Council OKs Larger Public Works Budget
Hyattsville projected to increase spending on engineering and project management contractors over the next year.
Hyattsville's budget deliberations inched a bit further down the road last night. The City Council unanimously approved a $3.7 million budget for the Public Works Department, a $375,000, 11 percent increase over its current anticipated budget.
Much of that increase is the result of larger proposed expenditures for contracted services to oversee municipal public works projects. The city has budgeted $246,000 for contracted services in 2013, up from a mere $26,000 in the current budget year.

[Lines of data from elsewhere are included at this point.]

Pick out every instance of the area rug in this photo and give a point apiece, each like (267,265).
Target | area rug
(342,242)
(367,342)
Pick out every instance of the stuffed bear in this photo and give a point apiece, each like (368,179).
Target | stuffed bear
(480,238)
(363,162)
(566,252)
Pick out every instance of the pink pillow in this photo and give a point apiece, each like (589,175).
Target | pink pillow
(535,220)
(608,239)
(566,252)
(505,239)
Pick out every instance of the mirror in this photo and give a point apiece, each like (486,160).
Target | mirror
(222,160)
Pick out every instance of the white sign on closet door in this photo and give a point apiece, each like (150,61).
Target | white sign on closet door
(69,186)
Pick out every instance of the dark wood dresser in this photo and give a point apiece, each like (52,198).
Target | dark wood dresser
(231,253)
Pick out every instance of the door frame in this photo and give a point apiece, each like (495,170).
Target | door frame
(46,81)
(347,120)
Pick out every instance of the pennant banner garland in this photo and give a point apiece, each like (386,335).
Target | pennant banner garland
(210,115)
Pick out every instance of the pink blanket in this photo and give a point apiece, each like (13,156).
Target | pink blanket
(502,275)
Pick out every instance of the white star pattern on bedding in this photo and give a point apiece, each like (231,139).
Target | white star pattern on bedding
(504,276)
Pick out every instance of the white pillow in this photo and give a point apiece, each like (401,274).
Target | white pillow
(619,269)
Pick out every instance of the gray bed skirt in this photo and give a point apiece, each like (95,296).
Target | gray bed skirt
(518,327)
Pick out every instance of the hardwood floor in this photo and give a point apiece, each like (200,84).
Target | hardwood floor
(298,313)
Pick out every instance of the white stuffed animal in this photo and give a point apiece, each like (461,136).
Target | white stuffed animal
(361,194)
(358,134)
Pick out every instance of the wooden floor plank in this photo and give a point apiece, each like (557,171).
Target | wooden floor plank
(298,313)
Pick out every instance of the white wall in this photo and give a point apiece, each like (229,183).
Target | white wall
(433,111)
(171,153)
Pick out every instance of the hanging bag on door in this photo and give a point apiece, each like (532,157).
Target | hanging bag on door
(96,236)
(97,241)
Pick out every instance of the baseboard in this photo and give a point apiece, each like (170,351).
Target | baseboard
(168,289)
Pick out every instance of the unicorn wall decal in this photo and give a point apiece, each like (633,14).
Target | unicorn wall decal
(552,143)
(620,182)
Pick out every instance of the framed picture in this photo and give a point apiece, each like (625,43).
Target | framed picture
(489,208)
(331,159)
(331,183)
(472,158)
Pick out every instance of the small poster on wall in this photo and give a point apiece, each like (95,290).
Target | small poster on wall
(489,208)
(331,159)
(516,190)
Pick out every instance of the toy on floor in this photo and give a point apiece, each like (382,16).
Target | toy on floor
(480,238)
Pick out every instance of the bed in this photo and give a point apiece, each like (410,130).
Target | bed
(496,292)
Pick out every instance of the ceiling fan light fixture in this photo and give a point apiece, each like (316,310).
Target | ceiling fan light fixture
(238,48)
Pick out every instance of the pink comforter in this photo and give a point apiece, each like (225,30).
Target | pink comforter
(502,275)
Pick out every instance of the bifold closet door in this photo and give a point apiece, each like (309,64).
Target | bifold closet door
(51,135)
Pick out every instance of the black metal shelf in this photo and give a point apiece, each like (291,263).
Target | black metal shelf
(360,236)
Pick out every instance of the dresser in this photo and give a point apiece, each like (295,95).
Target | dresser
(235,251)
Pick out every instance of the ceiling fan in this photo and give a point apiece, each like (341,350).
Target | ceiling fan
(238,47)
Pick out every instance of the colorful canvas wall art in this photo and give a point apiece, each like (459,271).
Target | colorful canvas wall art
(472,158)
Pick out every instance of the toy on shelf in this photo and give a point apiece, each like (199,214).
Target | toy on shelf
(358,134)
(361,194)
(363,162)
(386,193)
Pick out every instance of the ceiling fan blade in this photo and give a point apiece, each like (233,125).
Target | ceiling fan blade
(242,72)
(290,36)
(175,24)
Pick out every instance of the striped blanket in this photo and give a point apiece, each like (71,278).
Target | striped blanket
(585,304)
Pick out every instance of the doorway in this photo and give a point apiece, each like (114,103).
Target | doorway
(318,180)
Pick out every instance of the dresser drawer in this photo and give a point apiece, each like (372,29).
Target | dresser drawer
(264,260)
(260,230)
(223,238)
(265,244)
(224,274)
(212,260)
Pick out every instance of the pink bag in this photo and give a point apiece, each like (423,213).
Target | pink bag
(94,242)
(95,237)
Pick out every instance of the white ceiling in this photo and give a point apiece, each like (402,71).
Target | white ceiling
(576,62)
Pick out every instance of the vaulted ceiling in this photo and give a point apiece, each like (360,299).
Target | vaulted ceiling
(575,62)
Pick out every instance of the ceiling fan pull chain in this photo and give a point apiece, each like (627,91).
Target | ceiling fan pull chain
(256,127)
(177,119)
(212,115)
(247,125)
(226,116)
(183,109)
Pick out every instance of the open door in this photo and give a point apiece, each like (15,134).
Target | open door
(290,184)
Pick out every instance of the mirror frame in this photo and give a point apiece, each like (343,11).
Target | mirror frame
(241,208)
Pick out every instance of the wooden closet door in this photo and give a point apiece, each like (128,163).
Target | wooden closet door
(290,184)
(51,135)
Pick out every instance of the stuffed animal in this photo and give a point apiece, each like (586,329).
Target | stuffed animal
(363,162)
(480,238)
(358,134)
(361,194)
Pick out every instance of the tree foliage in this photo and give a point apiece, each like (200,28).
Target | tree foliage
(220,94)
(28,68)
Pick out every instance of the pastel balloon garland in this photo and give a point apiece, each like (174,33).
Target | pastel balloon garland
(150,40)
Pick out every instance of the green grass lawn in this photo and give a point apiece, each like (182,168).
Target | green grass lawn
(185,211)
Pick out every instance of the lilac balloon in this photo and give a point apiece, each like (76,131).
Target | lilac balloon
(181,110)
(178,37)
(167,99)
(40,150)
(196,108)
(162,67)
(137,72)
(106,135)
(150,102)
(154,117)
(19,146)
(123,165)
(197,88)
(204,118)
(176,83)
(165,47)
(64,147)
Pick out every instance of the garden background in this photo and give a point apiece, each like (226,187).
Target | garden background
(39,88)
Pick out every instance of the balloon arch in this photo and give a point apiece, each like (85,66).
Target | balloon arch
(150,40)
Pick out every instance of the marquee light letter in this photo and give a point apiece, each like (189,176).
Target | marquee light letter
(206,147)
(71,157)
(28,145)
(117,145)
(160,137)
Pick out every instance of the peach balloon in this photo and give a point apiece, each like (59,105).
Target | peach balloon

City Councilor Ruth Ann Frazier (Ward 5), asked why there was such a sharp increase in funding for contracted services this year.
Mayor Marc Tartaro said that the boost was designed to fund anticipated needs for engineering and project management work for upcoming and ongoing infrastructure improvements.
"As we have more projects, we anticipate a need for having to do that," said Tartaro, who highlighted embryonic plans to renovate the former BB&T building in Frazier's ward on 3505 Hamilton Street, as well as infrastructure improvements in University Hills, and the renovations to the Arcade Building.
Councilor Tim Hunt (Ward 3), raising a critique familiar to these proceedings, said that it was difficult to analyze the anticipated need for engineering work without a proposed capital improvement plan, which has yet to be released to City Council. City Treasurer and Acting City Administrator Elaine Stookey and Tartaro have said that the capital improvement plan will be released once the city's operating budget is approved. The reasoning, they have said, is because the numbers in the capital improvement plan are contingent upon the council's approval of the city's operating budget.
However, Tartaro apologized at last night's meeting and promised that during next year's budget cycle, the capital improvement plan would be made available earlier in the budget approval process.
"Next year, when we get the budget book, it will have all that information on hand to peruse," said Tartaro. "I apologize for that…the treasurer is still working on putting all that together."